As I chatted with Dr. Abdullah-Johnson about his observation of the mis-diagnosing of African American boys, I realised there was some similarity with the pseudo scientific diagnosing of enslaved Africans who were said to suffer from the mental disorder drapetomania. White men diagnosed enslaved Africans in America with this malady if they (enslaved Africans) did not understand that their natural state in life was to be a slave to white people. Any enslaved African who tried to escape slavery was thought to be suffering from the mental illness of drapetomania. The diagnosis of drapetomania was the brainchild of "psychiatrist" Samuel Cartwright. He also diagnosed those enslaved Africans who refused to work enthusiastically and happily to enrich their white owners, as suffering from dysaethesia aethiopica. Of course the good Dr. Cartwright thought that all formerly enslaved Africans who had managed to gain their freedom suffered from dysaethesia aethiopica.

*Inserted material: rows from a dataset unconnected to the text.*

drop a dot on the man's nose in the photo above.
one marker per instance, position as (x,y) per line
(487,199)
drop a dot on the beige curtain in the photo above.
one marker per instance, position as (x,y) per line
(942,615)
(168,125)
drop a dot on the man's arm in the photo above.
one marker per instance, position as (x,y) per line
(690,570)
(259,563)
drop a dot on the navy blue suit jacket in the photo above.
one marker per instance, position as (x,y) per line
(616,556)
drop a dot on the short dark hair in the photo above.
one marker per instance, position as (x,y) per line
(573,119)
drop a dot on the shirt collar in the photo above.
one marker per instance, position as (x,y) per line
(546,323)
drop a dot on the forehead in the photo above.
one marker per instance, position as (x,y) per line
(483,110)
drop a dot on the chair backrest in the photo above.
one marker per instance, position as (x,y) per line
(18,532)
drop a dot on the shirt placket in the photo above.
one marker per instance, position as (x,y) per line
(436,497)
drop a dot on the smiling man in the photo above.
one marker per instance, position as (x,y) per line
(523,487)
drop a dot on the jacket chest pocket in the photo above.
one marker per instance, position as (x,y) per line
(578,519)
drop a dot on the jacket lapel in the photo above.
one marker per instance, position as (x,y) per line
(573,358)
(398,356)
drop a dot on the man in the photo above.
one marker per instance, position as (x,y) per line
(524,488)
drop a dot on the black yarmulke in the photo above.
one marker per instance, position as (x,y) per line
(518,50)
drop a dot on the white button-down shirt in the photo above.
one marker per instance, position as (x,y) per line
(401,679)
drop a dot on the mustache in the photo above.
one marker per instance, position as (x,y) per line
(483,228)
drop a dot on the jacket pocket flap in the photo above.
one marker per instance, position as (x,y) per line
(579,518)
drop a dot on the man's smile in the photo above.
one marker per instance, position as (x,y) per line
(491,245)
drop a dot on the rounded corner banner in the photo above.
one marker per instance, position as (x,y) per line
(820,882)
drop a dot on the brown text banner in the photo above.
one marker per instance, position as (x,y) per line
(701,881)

Not much has changed since 1967 when King gave his speech Beyond Vietnam: A Time to Break Silence. Racism, white supremacy is rife, in some ways different from the 1960s, like a many headed monster, it grows a new head each time one head is chopped off. The Tea Party Movement has replaced or is an extension of the Ku Klux Klan. African Americans are overrepresented in jails even though it costs more to imprison someone that to educate them at the post-secondary level. The reality for many African Americans, similar to the days of Jim Crow, is living in a state of hypervigilance. Dr. John Rich has documented this reality in his 2009 published book Wrong Place, Wrong Time: Trauma and Violence in the Lives of Young Black Men. While there are some African Americans who are paid large sums of money to entertain, many, many more live in dire poverty at the mercy of a white supremacist culture. Even the entertainers who sometimes seem as though they are the chosen ones are forced to live in a state of hypervigilance because the money they make does not protect them from racism. Today, April 4, 2011, forty-three years after the Reverend Dr. Martin Luther King Jr. was assassinated by a white supremacist culture, Bob Marley’s question “How long shall they kill our prophets while we stand aside and look?” is still not answered because not all our prophets who have been killed were physically assassinated, some have had their physical health affected to the point where they cannot survive while others have suffered character assassination.